Recuerdos que se bifurcan

>> miércoles, 4 de marzo de 2009

La posibilidad de construir un museo de la memoria sin duda pone los pelos de punta a muchos aventureros que gustarían que sus “hazañas” fueran dejadas en el pasado, atrás, en aquel deficiente colectivo que tenemos los peruanos para no querer recordar.

¿Qué seriamos sin pasado? Una triste y absurda repetición de los mismos errores simplemente. Por ello, la necesidad de un museo de la memoria pone en vitrina el debate respecto a esa debilidad nacional que tenemos los peruanos de siempre olvidar las desgracias de nuestro pasado como Nación condenándonos a volver a repetirlas.

Ahora bien hay quienes piensan que todo se puede complicar si ponemos en debate que memoria debemos recordar. Tal distinción es una vileza propia de nuestros políticos y algunos militares que sólo buscan enlodar consenso que la construcción de este museo requiere.

En ese aspecto, si algo tiene la muestra fotográfica de la CVR es la visión del sufrimiento general que sufrió el país, no solamente esta la foto del presidente frente a miles de cuerpos muertos como lo muestra el útero y morsa, también podemos ver al presidente en el funeral de una autoridad militar asesinada por Sendero.
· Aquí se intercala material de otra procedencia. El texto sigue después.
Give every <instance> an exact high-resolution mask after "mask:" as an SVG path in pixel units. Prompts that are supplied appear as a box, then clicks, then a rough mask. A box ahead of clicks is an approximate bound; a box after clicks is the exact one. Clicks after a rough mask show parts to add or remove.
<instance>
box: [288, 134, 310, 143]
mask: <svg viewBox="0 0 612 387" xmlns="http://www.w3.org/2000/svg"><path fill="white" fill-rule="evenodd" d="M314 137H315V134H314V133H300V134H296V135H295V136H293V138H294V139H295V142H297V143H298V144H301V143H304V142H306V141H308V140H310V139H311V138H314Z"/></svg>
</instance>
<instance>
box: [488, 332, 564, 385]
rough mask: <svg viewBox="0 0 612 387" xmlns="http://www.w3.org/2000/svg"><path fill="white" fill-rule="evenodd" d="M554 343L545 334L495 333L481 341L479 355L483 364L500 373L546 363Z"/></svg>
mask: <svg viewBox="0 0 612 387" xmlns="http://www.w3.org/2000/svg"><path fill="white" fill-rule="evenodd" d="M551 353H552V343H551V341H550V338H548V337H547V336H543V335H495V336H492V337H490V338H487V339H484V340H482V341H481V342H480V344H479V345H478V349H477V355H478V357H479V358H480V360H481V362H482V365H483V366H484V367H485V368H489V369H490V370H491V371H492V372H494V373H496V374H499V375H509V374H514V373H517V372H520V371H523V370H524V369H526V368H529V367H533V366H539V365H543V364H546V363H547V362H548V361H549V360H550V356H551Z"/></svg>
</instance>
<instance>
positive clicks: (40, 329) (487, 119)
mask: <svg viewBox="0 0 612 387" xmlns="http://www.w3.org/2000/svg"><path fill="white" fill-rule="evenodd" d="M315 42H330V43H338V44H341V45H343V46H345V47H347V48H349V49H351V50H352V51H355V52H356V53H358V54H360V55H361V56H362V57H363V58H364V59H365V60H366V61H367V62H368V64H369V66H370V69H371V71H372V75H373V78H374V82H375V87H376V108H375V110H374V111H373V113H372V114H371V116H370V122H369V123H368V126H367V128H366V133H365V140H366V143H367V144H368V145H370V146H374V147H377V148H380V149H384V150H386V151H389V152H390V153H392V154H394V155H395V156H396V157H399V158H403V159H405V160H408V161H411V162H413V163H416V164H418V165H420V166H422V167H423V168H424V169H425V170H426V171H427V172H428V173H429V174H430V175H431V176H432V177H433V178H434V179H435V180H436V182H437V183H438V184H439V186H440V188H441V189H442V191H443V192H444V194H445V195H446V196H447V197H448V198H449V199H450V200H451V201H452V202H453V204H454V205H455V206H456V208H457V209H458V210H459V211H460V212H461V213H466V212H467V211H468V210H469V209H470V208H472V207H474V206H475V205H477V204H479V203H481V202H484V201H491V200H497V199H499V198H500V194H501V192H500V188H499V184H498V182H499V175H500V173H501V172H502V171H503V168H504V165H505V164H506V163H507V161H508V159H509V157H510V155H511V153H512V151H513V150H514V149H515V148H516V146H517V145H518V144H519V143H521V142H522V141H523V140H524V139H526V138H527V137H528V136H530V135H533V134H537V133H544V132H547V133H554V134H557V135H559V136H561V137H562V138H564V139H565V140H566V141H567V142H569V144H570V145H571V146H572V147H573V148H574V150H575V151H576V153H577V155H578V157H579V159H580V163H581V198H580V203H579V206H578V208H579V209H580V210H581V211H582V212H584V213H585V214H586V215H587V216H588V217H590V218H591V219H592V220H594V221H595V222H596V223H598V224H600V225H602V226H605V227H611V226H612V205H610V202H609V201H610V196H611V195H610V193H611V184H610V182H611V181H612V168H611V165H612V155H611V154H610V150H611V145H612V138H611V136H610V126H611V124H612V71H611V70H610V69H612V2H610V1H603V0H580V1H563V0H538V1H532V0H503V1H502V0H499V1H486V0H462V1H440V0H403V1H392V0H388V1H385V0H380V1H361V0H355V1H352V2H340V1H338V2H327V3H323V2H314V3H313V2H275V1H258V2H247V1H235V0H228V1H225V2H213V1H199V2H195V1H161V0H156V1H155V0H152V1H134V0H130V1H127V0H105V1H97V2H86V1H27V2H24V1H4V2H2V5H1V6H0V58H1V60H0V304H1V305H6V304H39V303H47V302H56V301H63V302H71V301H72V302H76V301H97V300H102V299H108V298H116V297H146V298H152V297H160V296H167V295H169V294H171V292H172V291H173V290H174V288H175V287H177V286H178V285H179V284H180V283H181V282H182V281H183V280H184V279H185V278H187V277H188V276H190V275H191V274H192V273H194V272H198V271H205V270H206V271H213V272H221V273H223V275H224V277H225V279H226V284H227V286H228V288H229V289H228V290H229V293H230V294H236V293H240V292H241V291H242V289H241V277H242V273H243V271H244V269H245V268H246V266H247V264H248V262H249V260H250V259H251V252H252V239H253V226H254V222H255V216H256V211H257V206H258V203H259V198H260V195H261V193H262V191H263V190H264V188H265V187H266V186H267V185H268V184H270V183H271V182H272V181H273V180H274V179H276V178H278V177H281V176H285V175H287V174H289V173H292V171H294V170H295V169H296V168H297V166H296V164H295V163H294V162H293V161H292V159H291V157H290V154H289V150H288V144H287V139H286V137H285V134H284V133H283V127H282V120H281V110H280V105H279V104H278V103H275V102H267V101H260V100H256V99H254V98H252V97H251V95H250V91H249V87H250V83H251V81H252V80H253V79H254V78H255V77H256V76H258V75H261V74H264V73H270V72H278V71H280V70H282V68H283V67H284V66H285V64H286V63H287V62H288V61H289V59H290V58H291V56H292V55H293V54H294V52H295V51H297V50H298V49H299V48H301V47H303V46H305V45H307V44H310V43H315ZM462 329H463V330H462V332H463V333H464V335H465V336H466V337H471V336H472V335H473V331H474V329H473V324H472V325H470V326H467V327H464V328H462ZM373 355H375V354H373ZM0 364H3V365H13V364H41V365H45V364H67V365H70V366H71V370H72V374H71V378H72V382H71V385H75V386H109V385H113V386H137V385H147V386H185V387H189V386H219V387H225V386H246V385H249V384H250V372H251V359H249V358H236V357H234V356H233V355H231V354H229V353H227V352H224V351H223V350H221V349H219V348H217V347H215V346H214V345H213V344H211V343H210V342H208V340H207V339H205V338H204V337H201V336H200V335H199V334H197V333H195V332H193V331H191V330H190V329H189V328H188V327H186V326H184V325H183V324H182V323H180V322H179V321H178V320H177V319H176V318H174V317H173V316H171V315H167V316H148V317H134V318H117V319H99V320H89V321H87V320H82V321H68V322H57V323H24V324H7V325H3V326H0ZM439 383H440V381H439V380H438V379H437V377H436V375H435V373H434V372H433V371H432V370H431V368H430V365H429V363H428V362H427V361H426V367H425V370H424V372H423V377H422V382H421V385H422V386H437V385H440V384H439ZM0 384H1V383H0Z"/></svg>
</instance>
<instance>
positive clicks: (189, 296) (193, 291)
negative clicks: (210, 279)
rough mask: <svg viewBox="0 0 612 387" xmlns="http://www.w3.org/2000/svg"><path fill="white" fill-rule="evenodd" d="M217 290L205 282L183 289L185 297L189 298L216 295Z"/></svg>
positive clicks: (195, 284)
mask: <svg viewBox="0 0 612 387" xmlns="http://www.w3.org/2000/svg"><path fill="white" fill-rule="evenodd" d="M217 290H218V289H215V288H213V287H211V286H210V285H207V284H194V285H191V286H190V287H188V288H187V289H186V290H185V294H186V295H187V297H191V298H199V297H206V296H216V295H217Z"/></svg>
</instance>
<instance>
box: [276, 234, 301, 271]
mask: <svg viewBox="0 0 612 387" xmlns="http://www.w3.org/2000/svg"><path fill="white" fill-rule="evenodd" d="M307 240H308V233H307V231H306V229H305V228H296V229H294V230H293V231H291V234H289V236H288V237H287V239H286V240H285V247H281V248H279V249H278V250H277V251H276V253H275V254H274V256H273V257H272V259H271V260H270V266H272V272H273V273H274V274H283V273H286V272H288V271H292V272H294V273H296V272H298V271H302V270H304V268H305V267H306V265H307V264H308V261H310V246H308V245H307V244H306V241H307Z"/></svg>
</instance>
Victimas fuimos todos de alguna u otra manera, porque los peruanos que se fueron nunca podremos saber cuando bien le hubieran hecho a nuestra patria. El Museo de la memoria debe recordarnos parafraseando a Salomón lo que fuimos y debemos dejar de ser porque esa historia que nos contará el museo es la historia de la última gran vergüenza nacional donde todos – hayamos jalado el gatillo o no – también tuvimos la culpa.